1415 war die lage der katholischen kirche prekär. bis 1307 residierten die päpste ausschliesslich in rom, waren sie meist römer oder doch italiener, und verfügten sie über den kirchenstaat als teil des heiligen römischen reiches. doch dann wurde papst bonifatius VIII. vom französischen könig gestürzt. seine nachfolger residierten nun in avignon und war ganz im banne des frankenkönigs. 1378 versuchte kaiser karl iv. die unordnung im reich und in der kirche zu bereinigen. er erwirkte die rückkehr des papstes nach rom. doch dann kam es zum eklat. roger, graf von genf, wurde zum neuen papst in avignon. nun hatte man zwei päpste, – eine für das römische kaiserreich und einen für das französische königreich. 1407 versuchte man den zustand zu beheben. die italiener wählten einen weiteren papst, der in pisa residierte. das geschah in der hoffnung, dass die beiden verfeindeten päpst zurücktreten würden. mitnichten!, antworteten sie, und das machte die situation noch schwieriger.

das konzil von konstanz

könig sigismund von ungarn, sohn von karl iv., machte es zu seiner aufgabe, das werk seine vaters, das missglückt war, zu vollenden. 1415 berief er in konstanz ein konzil ein, dass die zentralen fragen behandeln und regeln sollte. zum unrühmlichen teil dieses konzil gehört die verurteilung des prager theologen und priesters jan hus zum ketzer, was ihm das leben kostete. zu den leistungen des konzils wiederum gehört, dass es, ab 1417 wieder nur einen papst gab. oddo colonna, ein adeliger jurist aus italien, wurde zum neuen einheitlichen vertreter der kirche. die nominierung geschah am 11. november, am martinstag, weshalb er den papstnamen martin v. annahm.

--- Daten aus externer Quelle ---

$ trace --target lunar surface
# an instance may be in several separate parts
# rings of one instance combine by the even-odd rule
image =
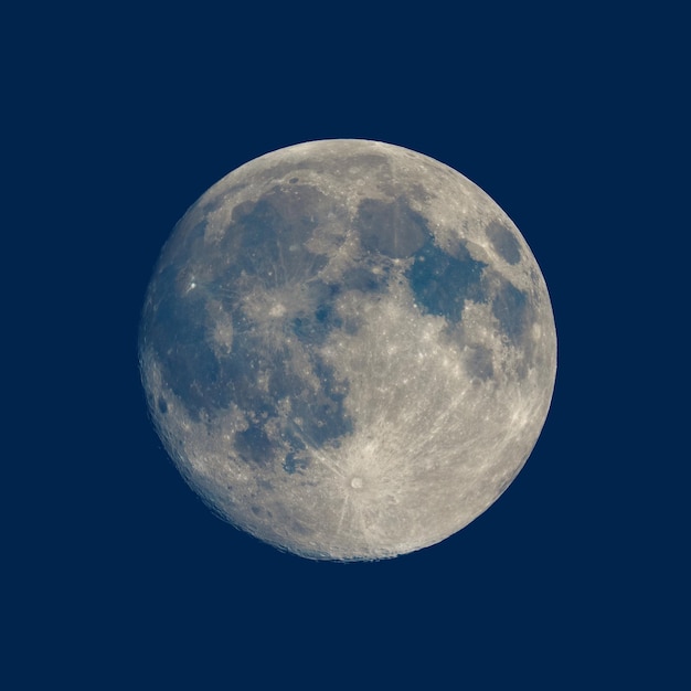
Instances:
[[[449,167],[368,140],[233,171],[163,247],[143,306],[149,408],[220,517],[316,560],[393,557],[482,513],[556,373],[542,273]]]

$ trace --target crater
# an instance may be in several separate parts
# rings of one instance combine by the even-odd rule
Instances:
[[[485,230],[489,242],[497,254],[509,264],[518,264],[521,261],[521,246],[515,235],[504,225],[492,221]]]

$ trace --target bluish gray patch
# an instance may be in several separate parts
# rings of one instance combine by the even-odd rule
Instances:
[[[209,346],[200,297],[180,299],[173,289],[180,267],[170,265],[156,281],[153,311],[142,334],[158,357],[163,380],[193,419],[202,410],[225,407],[230,393]]]
[[[518,264],[521,261],[521,246],[508,227],[492,221],[485,232],[495,251],[509,264]]]
[[[381,293],[386,287],[389,268],[374,274],[369,268],[355,267],[343,276],[343,288],[346,290],[362,290],[363,293]]]
[[[523,337],[528,312],[527,295],[512,283],[504,281],[492,301],[492,315],[513,343],[519,343]]]
[[[316,391],[305,387],[290,402],[293,416],[301,421],[294,436],[319,448],[350,434],[353,424],[343,405],[348,393],[347,382],[337,380],[333,368],[318,355],[312,358],[312,372],[320,387]]]
[[[457,254],[451,256],[429,238],[415,253],[415,261],[406,272],[423,311],[453,322],[460,320],[467,299],[483,299],[480,279],[487,266],[474,259],[463,245]]]
[[[315,305],[311,312],[301,312],[293,320],[295,334],[304,342],[321,344],[333,329],[342,326],[336,313],[334,298],[340,293],[337,285],[312,281],[308,288],[308,299]]]
[[[235,434],[235,450],[245,460],[265,464],[272,458],[272,440],[258,424]]]
[[[423,216],[402,196],[393,202],[363,199],[355,225],[365,249],[393,258],[410,257],[429,235]]]
[[[466,366],[471,376],[488,380],[495,374],[492,364],[492,353],[489,348],[483,346],[475,346],[466,359]]]
[[[313,276],[327,258],[309,252],[305,243],[319,224],[322,198],[313,188],[296,184],[289,191],[274,188],[257,202],[238,204],[228,241],[237,244],[234,238],[241,238],[240,254],[231,255],[238,257],[235,270],[277,286]]]
[[[286,460],[283,464],[283,469],[289,475],[294,475],[299,470],[307,468],[307,461],[304,458],[299,458],[293,451],[286,454]]]

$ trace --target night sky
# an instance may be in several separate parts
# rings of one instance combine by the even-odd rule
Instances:
[[[679,18],[223,7],[6,23],[3,687],[688,684]],[[215,518],[137,370],[143,293],[185,210],[257,156],[332,137],[480,185],[531,246],[559,338],[550,415],[506,493],[370,564]]]

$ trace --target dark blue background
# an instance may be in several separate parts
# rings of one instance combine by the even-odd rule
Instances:
[[[8,688],[688,683],[680,18],[94,7],[4,29]],[[485,189],[559,333],[519,478],[460,533],[375,564],[304,561],[215,519],[137,372],[143,291],[187,208],[328,137],[402,145]]]

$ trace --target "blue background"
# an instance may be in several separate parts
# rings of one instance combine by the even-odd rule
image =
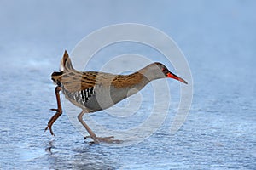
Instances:
[[[0,168],[255,169],[255,8],[238,0],[1,0]],[[53,140],[44,128],[55,107],[50,74],[64,50],[123,22],[156,27],[183,52],[194,80],[186,122],[169,133],[172,108],[143,143],[109,148],[84,143],[64,113]]]

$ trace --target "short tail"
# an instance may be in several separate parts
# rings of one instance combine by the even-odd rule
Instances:
[[[61,60],[60,71],[70,71],[70,70],[73,70],[73,68],[69,55],[68,55],[67,50],[65,50],[63,57]]]

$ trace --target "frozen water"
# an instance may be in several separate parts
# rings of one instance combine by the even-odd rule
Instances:
[[[0,169],[255,169],[256,3],[98,3],[1,2]],[[54,124],[54,140],[44,129],[54,114],[49,109],[55,107],[50,74],[64,49],[71,51],[94,30],[121,22],[159,28],[184,53],[194,80],[187,121],[170,134],[179,87],[168,81],[173,105],[163,125],[143,142],[90,146],[66,113]],[[144,53],[136,47],[131,52]],[[157,53],[147,53],[155,60]],[[143,91],[146,96],[147,89],[150,86]],[[106,126],[110,122],[104,111],[92,116]],[[125,121],[132,127],[132,120]]]

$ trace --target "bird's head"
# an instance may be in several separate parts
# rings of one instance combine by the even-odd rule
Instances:
[[[173,78],[185,84],[188,82],[183,78],[171,72],[166,65],[161,63],[153,63],[140,71],[149,81],[159,78]]]

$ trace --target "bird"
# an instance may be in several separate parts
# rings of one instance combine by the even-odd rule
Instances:
[[[54,135],[52,125],[62,114],[60,92],[74,105],[82,109],[78,119],[84,127],[93,141],[91,144],[121,143],[122,140],[114,139],[113,136],[97,137],[83,120],[83,116],[105,110],[135,94],[143,88],[151,81],[160,78],[172,78],[183,83],[188,82],[171,72],[163,64],[152,63],[136,72],[128,75],[116,75],[97,71],[79,71],[73,68],[68,53],[65,50],[61,60],[60,71],[54,71],[51,79],[55,87],[57,109],[50,118],[44,131],[48,128]]]

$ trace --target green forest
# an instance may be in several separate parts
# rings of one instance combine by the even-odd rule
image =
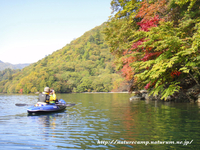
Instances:
[[[102,34],[104,27],[95,27],[21,71],[1,71],[0,92],[18,93],[23,89],[23,93],[35,93],[42,92],[45,86],[58,93],[117,90],[124,79],[115,71]]]
[[[5,80],[0,92],[146,89],[163,100],[200,93],[200,1],[112,0],[101,26]],[[123,87],[123,88],[122,88]]]

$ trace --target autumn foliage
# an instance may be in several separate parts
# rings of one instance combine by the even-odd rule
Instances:
[[[164,100],[197,97],[200,90],[188,93],[200,82],[200,2],[112,0],[111,6],[106,40],[131,89]]]

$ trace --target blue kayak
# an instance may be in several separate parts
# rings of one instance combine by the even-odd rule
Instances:
[[[44,112],[57,112],[64,110],[67,107],[66,102],[60,99],[57,104],[37,103],[27,109],[28,113],[44,113]]]

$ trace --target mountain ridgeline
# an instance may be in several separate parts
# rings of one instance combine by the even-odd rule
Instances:
[[[123,78],[116,73],[102,30],[95,27],[60,50],[0,82],[2,93],[34,93],[45,86],[56,92],[109,92]]]

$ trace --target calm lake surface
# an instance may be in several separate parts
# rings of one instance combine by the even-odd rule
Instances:
[[[126,93],[57,94],[76,103],[28,115],[16,103],[38,95],[0,94],[0,149],[200,149],[200,105],[130,102]]]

vorgängig war es zu einem zähen ringen gekommen, in dessen verlauf die drei bisherigen päpste alle zurücktraten. benedikt XIII. aus avignon, der günstling der franzosen, gregor XII., der vertreter italiens, und johannes XXIII., der favorit der medici.

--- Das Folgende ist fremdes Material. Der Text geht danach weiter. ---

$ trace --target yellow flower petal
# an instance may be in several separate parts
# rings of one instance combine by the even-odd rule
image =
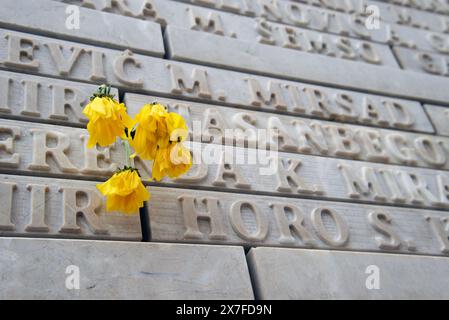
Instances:
[[[114,143],[117,137],[125,138],[125,128],[134,124],[126,113],[125,105],[108,97],[94,98],[84,108],[83,114],[89,119],[87,124],[89,148],[97,143],[107,147]]]
[[[150,199],[136,170],[115,173],[108,181],[98,184],[97,189],[106,196],[106,210],[136,214],[143,203]]]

die entführung von papst johannes XXIII.

anders als die beiden anderen päpst akzeptierte johannes XXIII. die zitierung nach konstanz. doch schon die reise stand unter einem unheilvollen stern. unterwegs kam es zu einem strassenunfall mit seiner kutsche. er landete, fast schon symbolträchtig im strassengraben.

johannes XXIII. wurde, wie die anderen beiden gegenpäpst auch, auf dem konzil gestürzt. als sich das ende der verhandlungen abzeichnet, kam es aber zum eklat. das haus habsburg, das auf johannes gesetzt hatte, versuchte noch zu retten, was zu retten war.

während eines gastspiels am konzil entführten sie papst johannes XIII. – nach ermatingen. dort hielt man ihn vorerst versteckt, dann als die lage unsicher wurde, ging er nach schaffhausen ins kloster, und als auch das nicht mehr verheimlicht werden konnten, entführte man den abgesetzt papst nach freiburg im breisgau, wo er wieder hinter klostermauern versteckt wurde. bei einem unvorsichten ausflug nach breisach am rhein wurde johannes aber gefangen genommen, womit die papstentführung endete. vorerst wurde er eingekerkert, dann begnadigt und schliesslich als kardinal in der kirchenhierarchie weiter beschäftigt.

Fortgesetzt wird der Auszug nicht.